In the midst of the stock market crash, it is easy to forget that the price of Brent fell to $22 a barrel at the same time. Who knows how the Index funds and trackers affected the sell-off, but according to one of our brokers, over 50% of the volume on the darkest day, during the height of the meltdown, was from the ETFs and Index trackers solely unwinding their positions in a free-falling market attempting to keep to weight...     

Fortunately, we went into the period with a cash position and, in the spirit of Warren Buffett, we attempted to be greedy when others were fearful and used the opportunity presented to deploy the dry powder and initiate new positions and add to existing holdings that we believe had been unfairly and unduly hit. 

Amongst those topped up (far too many to list them all) were the highest quality companies we refer to as our ‘FTSE All-Stars’, including Halma, Diageo, Diploma, RELX, Spirax-Sarco, Experian and Fever-Tree. In the, smaller, international element of our portfolio, which performed strongly against their more domestic peers, we added to Microsoft, Investor AB and Heineken.

As the market appeared to find the bottom, it threw up many companies with extremely attractive stock valuations. We initiated positions in companies that we have long-admired and modelled, but previously had been too fully valued to justify investing in.

Trainline and Auto Trader are exactly the sorts of high quality businesses we like; platform businesses, capital and asset light, highly cash generative and the clear market leaders in their sectors.

For Auto Trader, clearly in lockdown no one is buying cars but their balance sheet is strong and management excellent, outlined by their decision in a 5% placing for the company when the market was awry and any share price momentum wouldn’t be affected.

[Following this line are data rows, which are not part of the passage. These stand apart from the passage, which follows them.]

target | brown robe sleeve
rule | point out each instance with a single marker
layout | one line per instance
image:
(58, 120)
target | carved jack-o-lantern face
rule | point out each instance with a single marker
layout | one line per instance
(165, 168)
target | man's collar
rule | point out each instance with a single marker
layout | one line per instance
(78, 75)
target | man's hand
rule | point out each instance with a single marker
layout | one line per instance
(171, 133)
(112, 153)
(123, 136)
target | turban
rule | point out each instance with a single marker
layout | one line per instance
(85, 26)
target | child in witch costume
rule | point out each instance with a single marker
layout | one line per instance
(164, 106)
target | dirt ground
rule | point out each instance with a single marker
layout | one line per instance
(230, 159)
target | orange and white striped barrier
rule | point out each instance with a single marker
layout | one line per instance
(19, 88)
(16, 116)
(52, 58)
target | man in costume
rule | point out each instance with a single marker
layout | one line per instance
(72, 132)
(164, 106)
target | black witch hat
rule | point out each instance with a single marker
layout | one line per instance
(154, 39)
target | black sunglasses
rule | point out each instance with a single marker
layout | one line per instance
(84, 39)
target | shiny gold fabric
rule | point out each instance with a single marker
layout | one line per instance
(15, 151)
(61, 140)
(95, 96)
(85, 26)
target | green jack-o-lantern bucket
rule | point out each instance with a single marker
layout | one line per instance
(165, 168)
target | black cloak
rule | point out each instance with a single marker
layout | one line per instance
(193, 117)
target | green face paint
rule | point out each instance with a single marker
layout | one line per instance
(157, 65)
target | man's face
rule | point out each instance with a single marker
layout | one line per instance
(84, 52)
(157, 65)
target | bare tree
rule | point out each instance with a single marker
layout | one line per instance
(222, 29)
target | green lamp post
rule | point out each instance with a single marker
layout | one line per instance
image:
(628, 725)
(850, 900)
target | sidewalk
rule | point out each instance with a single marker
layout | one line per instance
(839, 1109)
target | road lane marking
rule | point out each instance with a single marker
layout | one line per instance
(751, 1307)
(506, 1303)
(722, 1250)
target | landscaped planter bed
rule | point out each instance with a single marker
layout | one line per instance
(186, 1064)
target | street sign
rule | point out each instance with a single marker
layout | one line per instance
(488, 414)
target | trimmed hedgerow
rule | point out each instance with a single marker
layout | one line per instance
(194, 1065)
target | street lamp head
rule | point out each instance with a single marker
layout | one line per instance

Trainline, equally lacking in near-term revenues due to the lockdown, a 60% fall in the share price was a very attractive entry point, especially for a business we like.

Additionally, we reinitiated a position in Berkeley Group, the house builder, who was also hit hard. It has an exceptionally strong balance sheet and pipeline - a net cash position of £1 billion and a consented land bank of £750 million.

They are the highest quality business in their sector and, with a strong management team were trading just shy of £60 a share a fortnight before we picked them up at almost half that.

Our focus on the bottom-up fundamentals of companies is allowing us to identify a number of attractively priced, high-quality investments which we believe will stand the CH Equity Growth Fund in good stead in the eventual recovery in stock prices.